A tentative recovery in emerging markets may paradoxically disappoint some investors who had hoped a sell-off earlier this year would push governments into making reforms to stimulate longer-term economic growth.
Higher asset prices and a return of portfolio investment flowing into countries such as India may mask the urgency for emerging economies to reduce their reliance on foreign capital and improve productivity at home.
Following an exodus of investors during most of the first quarter, emerging stocks are on track for a third consecutive week of gains. Emerging dollar debt has outperformed U.S. Treasuries and global corporate bonds so far this year as cheap valuations attract investors looking for a bargain.

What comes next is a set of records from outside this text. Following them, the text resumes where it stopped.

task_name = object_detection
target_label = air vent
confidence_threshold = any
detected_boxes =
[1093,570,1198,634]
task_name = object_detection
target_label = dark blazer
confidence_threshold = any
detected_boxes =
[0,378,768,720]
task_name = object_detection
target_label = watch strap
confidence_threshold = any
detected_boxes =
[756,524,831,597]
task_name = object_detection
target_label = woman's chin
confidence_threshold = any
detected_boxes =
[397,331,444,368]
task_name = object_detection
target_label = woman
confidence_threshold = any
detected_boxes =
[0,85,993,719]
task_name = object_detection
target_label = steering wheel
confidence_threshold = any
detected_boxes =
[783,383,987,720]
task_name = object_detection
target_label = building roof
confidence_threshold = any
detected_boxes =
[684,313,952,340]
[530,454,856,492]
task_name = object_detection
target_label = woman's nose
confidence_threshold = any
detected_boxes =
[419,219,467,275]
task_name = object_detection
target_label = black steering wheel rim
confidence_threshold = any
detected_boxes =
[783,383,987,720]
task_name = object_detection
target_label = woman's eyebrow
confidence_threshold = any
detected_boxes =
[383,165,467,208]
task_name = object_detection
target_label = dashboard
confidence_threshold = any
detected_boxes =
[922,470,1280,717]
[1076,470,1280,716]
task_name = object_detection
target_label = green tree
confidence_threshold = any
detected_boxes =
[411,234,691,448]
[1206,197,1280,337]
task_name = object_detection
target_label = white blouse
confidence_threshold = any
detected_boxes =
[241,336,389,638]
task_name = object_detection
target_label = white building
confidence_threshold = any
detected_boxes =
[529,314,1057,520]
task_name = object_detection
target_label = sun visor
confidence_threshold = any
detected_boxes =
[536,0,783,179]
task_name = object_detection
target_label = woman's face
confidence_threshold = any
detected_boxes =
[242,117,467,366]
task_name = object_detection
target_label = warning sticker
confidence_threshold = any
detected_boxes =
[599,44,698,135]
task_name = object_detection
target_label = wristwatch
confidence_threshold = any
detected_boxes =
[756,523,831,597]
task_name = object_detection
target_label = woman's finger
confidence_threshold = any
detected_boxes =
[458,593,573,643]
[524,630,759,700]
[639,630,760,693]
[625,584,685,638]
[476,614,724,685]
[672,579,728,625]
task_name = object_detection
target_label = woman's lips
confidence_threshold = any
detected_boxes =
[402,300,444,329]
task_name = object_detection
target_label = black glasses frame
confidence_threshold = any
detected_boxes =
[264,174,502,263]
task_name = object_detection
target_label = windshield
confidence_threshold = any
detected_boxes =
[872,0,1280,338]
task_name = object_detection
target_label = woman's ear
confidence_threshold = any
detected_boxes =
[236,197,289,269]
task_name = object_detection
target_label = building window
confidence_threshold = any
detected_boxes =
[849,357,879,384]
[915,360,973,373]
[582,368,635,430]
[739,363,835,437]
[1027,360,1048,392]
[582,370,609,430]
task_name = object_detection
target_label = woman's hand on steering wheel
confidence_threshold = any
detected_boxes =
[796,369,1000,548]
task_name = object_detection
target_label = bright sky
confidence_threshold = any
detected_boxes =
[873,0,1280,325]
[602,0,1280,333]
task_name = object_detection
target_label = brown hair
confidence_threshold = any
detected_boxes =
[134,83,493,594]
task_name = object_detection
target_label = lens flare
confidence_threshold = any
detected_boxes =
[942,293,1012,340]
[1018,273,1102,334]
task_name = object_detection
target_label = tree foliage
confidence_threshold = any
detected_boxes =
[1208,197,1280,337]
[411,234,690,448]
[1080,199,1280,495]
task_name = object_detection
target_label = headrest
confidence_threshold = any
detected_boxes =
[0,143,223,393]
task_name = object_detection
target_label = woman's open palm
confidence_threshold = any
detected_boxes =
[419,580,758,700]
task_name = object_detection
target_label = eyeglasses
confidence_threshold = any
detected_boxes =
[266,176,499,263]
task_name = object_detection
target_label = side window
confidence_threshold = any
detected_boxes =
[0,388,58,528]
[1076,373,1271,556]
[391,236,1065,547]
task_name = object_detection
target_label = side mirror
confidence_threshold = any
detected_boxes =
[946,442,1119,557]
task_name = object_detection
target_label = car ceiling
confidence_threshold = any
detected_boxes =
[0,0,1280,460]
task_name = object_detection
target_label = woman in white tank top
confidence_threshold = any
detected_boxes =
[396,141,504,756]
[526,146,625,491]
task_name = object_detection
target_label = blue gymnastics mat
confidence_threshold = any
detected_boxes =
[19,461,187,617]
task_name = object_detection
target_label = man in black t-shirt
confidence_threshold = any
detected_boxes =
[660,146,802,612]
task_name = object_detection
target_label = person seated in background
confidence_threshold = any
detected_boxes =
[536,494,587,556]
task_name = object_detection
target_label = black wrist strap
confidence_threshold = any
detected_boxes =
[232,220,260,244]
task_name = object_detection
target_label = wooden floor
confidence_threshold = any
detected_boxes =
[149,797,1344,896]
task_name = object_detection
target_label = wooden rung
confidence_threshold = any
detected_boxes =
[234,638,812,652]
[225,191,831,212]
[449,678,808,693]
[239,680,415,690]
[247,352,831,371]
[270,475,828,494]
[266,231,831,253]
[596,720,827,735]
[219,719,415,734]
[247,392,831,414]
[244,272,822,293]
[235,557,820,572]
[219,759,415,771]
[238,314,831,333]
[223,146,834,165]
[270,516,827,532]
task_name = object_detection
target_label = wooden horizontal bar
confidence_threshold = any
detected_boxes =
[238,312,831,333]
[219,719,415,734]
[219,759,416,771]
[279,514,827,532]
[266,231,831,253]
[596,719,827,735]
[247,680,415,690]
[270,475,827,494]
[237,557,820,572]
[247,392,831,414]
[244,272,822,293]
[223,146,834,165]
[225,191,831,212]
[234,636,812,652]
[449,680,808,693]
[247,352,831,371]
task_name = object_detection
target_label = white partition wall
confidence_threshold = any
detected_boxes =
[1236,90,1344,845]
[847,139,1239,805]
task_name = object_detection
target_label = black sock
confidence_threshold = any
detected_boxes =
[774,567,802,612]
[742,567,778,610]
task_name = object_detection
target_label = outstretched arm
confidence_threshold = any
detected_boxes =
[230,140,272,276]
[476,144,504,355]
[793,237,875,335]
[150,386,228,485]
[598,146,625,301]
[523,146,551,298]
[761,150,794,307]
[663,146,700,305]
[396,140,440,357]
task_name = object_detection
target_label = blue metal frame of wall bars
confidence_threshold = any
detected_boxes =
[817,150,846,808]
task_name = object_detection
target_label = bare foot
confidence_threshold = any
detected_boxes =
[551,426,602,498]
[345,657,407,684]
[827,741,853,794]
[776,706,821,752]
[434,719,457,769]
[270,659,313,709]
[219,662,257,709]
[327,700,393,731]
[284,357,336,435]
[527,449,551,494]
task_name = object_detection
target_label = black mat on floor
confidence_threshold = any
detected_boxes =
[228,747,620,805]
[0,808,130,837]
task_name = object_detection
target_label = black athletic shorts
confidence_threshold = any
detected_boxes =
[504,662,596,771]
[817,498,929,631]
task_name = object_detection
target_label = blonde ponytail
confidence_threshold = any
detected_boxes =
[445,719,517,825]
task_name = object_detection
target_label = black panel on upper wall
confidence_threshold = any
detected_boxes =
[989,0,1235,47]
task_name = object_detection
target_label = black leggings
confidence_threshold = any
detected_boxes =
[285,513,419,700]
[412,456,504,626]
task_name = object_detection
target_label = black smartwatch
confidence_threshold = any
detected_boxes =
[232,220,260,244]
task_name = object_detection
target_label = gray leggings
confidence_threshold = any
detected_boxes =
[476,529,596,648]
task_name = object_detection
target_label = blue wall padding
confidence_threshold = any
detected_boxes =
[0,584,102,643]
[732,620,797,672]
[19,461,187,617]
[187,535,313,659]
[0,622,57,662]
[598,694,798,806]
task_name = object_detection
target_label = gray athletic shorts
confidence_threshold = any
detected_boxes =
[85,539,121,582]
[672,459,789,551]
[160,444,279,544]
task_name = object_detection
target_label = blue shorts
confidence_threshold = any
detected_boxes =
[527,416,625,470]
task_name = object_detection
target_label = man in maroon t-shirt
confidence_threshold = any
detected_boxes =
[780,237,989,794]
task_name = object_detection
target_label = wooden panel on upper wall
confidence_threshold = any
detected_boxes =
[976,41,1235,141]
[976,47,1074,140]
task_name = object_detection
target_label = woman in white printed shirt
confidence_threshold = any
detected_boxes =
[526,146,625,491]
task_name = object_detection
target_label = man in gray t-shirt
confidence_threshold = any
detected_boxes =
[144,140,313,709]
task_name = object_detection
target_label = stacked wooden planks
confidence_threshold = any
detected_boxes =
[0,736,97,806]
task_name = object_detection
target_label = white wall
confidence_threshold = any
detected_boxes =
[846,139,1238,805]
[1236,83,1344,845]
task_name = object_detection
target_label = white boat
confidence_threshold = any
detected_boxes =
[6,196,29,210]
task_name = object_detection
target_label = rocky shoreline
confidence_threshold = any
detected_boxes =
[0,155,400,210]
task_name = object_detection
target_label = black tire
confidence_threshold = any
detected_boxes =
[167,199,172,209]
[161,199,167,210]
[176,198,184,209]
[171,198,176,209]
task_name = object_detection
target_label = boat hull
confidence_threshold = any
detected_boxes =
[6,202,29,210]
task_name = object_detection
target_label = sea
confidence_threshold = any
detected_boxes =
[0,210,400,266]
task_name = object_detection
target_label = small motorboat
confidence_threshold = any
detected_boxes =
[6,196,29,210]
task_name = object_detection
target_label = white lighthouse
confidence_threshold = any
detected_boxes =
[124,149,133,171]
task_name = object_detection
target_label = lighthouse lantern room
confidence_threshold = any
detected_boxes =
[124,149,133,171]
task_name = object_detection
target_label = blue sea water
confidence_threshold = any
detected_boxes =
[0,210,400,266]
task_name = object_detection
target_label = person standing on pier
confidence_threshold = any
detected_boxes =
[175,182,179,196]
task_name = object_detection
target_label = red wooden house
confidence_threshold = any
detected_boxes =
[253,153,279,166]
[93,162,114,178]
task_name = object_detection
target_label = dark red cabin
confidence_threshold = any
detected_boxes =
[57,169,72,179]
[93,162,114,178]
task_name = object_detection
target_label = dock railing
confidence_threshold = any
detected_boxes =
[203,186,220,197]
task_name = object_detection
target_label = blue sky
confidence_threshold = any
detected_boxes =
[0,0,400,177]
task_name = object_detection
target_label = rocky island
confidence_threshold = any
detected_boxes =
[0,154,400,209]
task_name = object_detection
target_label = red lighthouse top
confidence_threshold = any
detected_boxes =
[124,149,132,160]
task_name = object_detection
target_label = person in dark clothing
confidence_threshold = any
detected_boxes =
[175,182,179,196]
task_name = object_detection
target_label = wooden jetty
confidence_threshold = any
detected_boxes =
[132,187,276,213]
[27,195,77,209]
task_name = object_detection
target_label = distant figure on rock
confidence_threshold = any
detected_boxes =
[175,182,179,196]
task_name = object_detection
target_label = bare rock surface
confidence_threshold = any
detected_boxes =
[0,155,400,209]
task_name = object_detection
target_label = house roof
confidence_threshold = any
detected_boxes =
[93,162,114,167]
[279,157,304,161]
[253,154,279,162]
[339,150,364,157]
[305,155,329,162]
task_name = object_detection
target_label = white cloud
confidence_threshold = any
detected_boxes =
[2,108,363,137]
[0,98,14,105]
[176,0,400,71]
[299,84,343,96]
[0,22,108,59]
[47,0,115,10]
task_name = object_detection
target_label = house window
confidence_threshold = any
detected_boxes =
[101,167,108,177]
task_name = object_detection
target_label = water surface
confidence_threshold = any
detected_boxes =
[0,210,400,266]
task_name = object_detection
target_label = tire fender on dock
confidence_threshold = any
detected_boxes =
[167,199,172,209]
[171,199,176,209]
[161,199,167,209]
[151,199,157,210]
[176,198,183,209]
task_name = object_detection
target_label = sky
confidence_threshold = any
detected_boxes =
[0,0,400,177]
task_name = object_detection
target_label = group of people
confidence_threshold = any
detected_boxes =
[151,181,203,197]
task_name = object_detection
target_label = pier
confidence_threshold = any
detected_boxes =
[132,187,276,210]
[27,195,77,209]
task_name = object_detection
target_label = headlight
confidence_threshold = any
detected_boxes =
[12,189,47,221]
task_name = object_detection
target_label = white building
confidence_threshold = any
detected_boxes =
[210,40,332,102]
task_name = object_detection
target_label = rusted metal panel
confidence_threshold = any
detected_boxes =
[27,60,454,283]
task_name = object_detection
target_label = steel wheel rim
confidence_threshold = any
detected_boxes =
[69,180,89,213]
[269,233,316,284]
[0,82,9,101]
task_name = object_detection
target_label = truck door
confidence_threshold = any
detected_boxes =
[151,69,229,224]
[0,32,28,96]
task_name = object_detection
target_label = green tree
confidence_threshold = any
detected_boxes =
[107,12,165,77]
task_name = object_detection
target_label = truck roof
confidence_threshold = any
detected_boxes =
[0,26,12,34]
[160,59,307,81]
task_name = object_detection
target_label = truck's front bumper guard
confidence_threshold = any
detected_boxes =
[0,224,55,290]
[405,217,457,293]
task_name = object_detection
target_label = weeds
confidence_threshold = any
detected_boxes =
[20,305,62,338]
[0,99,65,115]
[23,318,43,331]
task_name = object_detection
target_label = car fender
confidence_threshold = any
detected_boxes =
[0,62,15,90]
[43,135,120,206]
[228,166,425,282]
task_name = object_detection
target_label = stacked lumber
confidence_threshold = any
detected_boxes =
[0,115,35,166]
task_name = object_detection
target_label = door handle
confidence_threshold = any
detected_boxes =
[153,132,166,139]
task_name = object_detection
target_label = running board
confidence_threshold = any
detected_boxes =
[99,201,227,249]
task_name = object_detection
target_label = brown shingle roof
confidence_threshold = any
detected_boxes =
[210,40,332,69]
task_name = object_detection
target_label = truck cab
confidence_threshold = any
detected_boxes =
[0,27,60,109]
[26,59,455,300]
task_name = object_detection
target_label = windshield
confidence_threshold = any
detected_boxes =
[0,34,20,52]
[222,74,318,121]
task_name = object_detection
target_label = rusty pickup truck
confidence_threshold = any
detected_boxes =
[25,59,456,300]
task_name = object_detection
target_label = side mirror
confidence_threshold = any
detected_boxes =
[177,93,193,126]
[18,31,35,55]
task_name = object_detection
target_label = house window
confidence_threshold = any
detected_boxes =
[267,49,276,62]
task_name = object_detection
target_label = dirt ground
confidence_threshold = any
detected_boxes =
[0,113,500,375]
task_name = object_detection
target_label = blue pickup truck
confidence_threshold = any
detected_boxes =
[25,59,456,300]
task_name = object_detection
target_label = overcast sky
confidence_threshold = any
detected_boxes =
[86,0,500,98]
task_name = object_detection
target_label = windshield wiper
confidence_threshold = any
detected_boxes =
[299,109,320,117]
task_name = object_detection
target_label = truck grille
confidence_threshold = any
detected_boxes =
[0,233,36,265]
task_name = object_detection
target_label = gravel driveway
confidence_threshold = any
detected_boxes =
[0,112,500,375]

While investors would normally welcome such gains, they believe reforms are vital for achieving lasting economic growth that can buoy markets in the longer term. Governments, however, tend to take action that might be unpopular with voters only during a crisis - and then ease off once it is over, they say.
"(Politicians) generally do the right thing after they've exhausted all the other measures. People reform under pressure, and they get lazy again," said Austin Forey, investment manager at JP Morgan Emerging Markets Trust.
There is evidence that some of the riskiest economies, such as Ecuador, Pakistan and even Ukraine, aim to borrow again as market conditions improve despite the absence of significant economic reforms.
But governments cannot afford to slow down on measures such as diversifying economies that rely too heavily on commodity production, encouraging citizens to save more, loosening labour laws and scrapping costly price subsidies.
In the last few years, investors poured into emerging markets in search of better returns after the Federal Reserve drove down U.S. debt yields to stimulate the domestic economy.
However, the Fed is expected to scrap its main tool in this policy, buying bonds, this year and raise official interest rates in 2015, attracting investors back to U.S. markets.
Current gains on emerging markets appear fragile and remain modest compared with the earlier losses.
"The recovery we've seen is just a fraction of the sell-off and it's more tactical. No one is thinking beyond three months on their horizon," said Salman Ahmed, global fixed income strategist at Lombard Odier Investment Managers.
"For the next phase of foreign inflows ... you have to see an uptick in growth and it will not come from abroad. How do you generate domestic growth? Either you consume more by borrowing or increase productivity with reforms.